Why a Specific Cultural Identity Does Not Exclude Universality in Teaching Yiddish Folksong
Lipovsky, Shura, European Judaism
After a time of silence, Jewish identity often appeared to be reclaimed, or redefined, through connecting to Yiddish (folk-) song. Since Yiddish songs have become a kind of musical historic archive, Jews find in this repertoire different expressions of Jewish identity. They are able to embark on a joyful learning process as opposed to the sadness or silence they have been confronted with before. Meanwhile, the interest of non-Jews for this subject teaches them about a multi-faceted Jewish life, as opposed to only learning about the Shoah or the dramatic political struggles of Israel.
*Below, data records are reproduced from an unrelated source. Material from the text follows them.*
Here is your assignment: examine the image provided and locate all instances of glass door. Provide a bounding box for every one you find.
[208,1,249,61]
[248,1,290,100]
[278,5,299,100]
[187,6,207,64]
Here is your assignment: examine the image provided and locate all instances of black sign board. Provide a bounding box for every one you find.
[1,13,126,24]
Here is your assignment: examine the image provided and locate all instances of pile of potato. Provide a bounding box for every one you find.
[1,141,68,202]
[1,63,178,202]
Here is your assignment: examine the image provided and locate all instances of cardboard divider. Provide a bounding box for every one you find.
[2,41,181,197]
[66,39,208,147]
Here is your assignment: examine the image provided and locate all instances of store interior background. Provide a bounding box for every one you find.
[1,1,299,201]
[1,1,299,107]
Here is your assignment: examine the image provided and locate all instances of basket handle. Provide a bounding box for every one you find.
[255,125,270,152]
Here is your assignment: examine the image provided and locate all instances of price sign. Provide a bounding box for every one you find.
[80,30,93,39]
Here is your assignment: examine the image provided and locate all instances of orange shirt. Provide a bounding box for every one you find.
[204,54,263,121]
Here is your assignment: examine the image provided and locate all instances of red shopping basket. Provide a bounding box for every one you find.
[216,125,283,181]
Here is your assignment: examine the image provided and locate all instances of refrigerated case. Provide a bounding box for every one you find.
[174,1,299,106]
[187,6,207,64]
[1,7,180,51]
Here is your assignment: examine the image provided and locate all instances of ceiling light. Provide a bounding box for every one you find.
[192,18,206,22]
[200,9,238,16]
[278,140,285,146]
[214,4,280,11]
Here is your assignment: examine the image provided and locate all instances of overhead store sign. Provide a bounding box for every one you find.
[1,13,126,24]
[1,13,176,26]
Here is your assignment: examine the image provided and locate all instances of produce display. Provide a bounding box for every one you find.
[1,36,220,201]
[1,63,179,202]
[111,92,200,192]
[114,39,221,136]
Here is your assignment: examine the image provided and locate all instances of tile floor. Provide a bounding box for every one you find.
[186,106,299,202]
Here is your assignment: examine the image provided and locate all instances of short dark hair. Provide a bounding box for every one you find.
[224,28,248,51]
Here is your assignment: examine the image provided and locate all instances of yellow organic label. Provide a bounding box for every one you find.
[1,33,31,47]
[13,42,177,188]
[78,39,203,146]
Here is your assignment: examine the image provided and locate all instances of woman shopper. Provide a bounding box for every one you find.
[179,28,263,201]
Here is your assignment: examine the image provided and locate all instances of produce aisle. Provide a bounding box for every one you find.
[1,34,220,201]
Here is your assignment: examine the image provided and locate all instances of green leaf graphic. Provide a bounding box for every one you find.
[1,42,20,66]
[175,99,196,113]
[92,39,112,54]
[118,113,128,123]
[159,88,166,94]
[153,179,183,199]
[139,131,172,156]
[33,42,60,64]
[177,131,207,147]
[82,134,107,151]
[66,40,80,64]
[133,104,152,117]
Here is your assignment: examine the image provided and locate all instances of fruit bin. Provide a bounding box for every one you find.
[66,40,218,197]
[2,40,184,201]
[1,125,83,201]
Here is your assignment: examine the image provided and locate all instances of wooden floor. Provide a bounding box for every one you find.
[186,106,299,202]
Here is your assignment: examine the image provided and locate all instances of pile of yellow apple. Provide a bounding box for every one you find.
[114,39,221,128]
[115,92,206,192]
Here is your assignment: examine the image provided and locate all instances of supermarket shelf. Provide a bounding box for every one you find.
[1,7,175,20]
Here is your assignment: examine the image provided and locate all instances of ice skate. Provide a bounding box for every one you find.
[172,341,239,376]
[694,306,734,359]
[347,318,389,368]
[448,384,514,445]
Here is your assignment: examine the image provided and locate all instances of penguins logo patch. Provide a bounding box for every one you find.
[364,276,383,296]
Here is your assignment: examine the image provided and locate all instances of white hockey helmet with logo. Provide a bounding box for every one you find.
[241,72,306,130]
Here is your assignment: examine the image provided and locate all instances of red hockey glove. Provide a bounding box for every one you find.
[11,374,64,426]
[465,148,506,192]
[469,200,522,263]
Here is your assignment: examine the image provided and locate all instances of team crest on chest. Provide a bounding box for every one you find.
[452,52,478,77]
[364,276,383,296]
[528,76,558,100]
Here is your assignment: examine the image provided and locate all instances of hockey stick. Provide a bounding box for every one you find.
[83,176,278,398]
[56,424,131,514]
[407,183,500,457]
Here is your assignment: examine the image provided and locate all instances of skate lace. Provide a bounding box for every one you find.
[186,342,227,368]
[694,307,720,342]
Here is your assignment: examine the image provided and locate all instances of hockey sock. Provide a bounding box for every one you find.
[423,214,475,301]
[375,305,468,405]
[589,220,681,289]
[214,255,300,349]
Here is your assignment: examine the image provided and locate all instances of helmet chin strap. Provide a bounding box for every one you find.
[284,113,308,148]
This kind of cultural exploration becomes a strong tool for intercultural dialogue and peace. Both Jews and non-Jews participate in an inclusive learning-experience about a European Jewish heritage, which appears to be a discovery for both, on different levels. Depending on the choice of repertoire and a specific pedagogical approach, this particular way of learning appears to contribute to consciousness and universal thinking. The usual chauvinism that might result from reclaiming one's ethnic, cultural or religious identity does not seem to occur in this case.
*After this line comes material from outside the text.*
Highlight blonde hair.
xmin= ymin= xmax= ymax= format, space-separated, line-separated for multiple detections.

This article details Europe's quest for Yiddish culture after the Second World War and its consequences for Jewish and non-Jewish life today, seen through the eyes of a singer and pedagogue of Yiddish songs.
'The Yiddish song is the celebration of the Yiddish language--and its obstinate determination to vanquish despair and resignation'. Elie Wiesel (Songs of Generations, compiled by E. and J. Mlotek)
A Silenced Voice
Europe has been deprived of much of the Jewish population it had until 1940. The despair and the void this has left behind in large parts of the European community is not only felt within the small Jewish community. This void is also present for many people of non-Jewish descent who, after a long period of relative silence, started to look for traces and the history of their lost compatriots. Holland knows a famous song: 'Amsterdam huilt, waar het eens heeft gelachen' (Amsterdam cries, where it once had been laughing) which was written by a non-Jewish Dutch writer and composer, Kees Manders (1913-1979) referring to the many Jews who lived in Amsterdam before the war and who never came back.
Just after the Second World War life in Europe was filled with 'silence', a silence composed of many 'colours' and different tonalities: that of not knowing, of despair, of anger, of depression, of numbness, of nostalgia, and over time of sentimentality.
The only voice that would be heard with pride within the Jewish community was the Zionist one and Israel clearly had become the only reason why one would celebrate Jewish non-religious or religious life. The voice of Jewish religion, in all its colourful variations, lifted like a wounded bird its wings very slowly over time.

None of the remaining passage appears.